On Wednesday, 23 July 2025 12:19:42 CEST Patryk Bełzak via slurm-users wrote:
Hi,
we've recentry upgraded our slurm from 24.11.3 to 25.05.1 and it seems that since the upgrade the ssh X11 forwaring is broken.
Quick recap -
- on Monday 14'th I performed slurdbd and slurmctld upgrades - X forwarding
was still working * on Tuesday 15'th I performed slurmd upgrades - X forwarding stopped working
The issue is very hard to determine and it looks like it sits somhere in slurm code. You can submit a job with --x11 and it starts corretly. Xauthority is created, you have all the magic cookies needed, but when you try to start any application, you get error related to permissions I guess, see for yourself:
me@sand ~ ssh -X -Y ui [wcss] me@ui.wcss.pl:~ > srun -p lem-cpu-short -A kdm-staff --gres=storage:local:50G -c 12 --mem 12G -t 1:0:0 --x11 --pty /bin/bash [wcss] me@r17ch05b01 ~ > xauth list r17ch05b01.lem.kdm.wcss.pl/unix:91 MIT-MAGIC-COOKIE-1 d82a2efd [wcss] me@r17ch05b01 ~ > xterm xterm: Xt error: Can't open display: localhost:91.0 [wcss] me@r17ch05b01 ~ > date && telnet -4 localhost 6091 || date Wed Jul 23 12:02:39 CEST 2025 Trying 127.0.0.1... Connected to localhost. Escape character is '^]'. Connection closed by foreign host. Wed Jul 23 12:02:41 CEST 2025
As you can see the connection to port is being dropped/killed after a second or two. Now, it doesn't really matter which flags for ssh you pick (-X or -Y or both). X forwarding is working when you log in as a regular user outside of slurm job. Also if I do ssh localhost inside a job, then I can perform connection to port assigned to $DISPLAY and it isn't dropped - but it doesn't work since $DISPLAY and cookies are being messed up when you perform triple jump and one within same host.
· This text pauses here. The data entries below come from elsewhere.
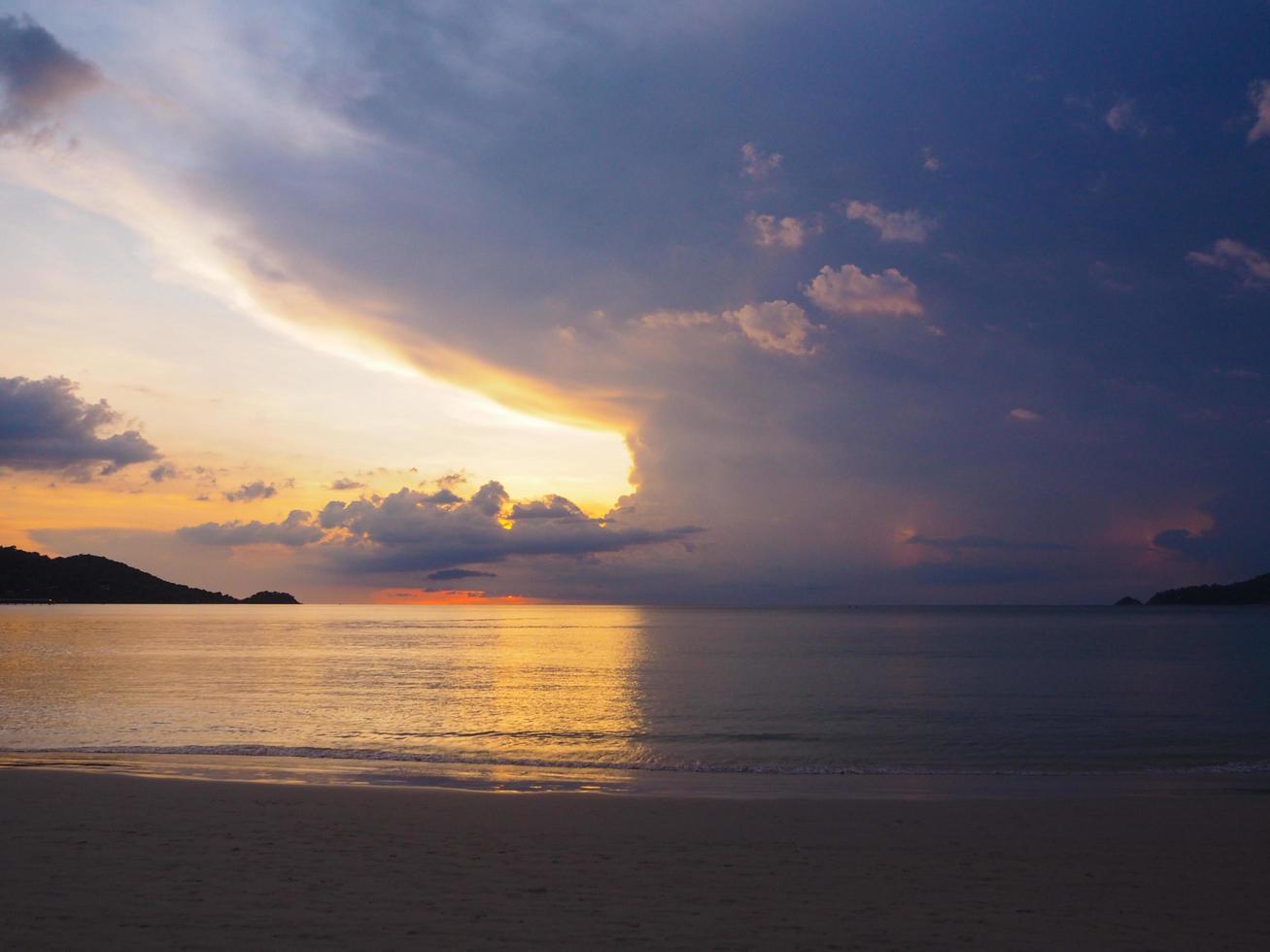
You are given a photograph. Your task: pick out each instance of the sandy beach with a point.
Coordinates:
(98, 861)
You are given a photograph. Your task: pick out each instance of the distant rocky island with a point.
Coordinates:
(1253, 592)
(86, 579)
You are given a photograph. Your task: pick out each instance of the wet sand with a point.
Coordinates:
(122, 862)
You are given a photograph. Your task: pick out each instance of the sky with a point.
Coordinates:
(661, 302)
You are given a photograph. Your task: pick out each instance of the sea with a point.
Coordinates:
(632, 699)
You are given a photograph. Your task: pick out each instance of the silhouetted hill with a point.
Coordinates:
(1253, 592)
(98, 580)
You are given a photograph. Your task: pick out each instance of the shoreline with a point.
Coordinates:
(658, 783)
(112, 861)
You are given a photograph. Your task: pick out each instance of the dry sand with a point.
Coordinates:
(122, 862)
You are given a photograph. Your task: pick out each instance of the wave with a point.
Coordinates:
(386, 757)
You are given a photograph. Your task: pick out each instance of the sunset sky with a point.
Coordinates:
(715, 302)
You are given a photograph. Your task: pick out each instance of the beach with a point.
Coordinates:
(108, 861)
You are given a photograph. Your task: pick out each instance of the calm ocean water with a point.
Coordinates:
(860, 691)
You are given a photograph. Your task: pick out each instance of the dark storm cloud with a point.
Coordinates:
(574, 169)
(550, 507)
(410, 530)
(46, 425)
(456, 574)
(37, 75)
(251, 492)
(1237, 543)
(296, 529)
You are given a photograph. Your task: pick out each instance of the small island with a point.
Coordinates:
(87, 579)
(1253, 592)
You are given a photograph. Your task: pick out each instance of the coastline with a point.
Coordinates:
(429, 774)
(129, 862)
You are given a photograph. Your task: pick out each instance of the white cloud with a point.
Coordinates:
(1231, 255)
(1260, 95)
(892, 226)
(850, 290)
(770, 231)
(774, 325)
(1123, 117)
(756, 164)
(677, 319)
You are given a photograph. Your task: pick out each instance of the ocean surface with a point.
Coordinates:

Our worker nodes are mostly on el9.5 AlmaLinux. Some are on el8.10 - and there acutally you can do some X forwarding but you must use both -X and -Y (which wasn't the case before slurm upgrade). TLS is disabled in slurm.conf. I am 100% sure that both SSHD and Xorg are properly configured.
Has anyone encountered similiar issue? Or any comment from slurm dev team?
Best regards Patryk -- Wroclaw Centre for Networking and Supercomputing
I did create a bug report:
https://support.schedmd.com/show_bug.cgi?id=23190
I got the following response per email: Currently, this bug is showing as unsupported in our system. Unsupported bugs are given a very low priority and most times the unsupported bugs are never reviewed by the support team as their focus is on sites with support contracts.
If you have a support contract you might rice the priority.
regards Markus Köberl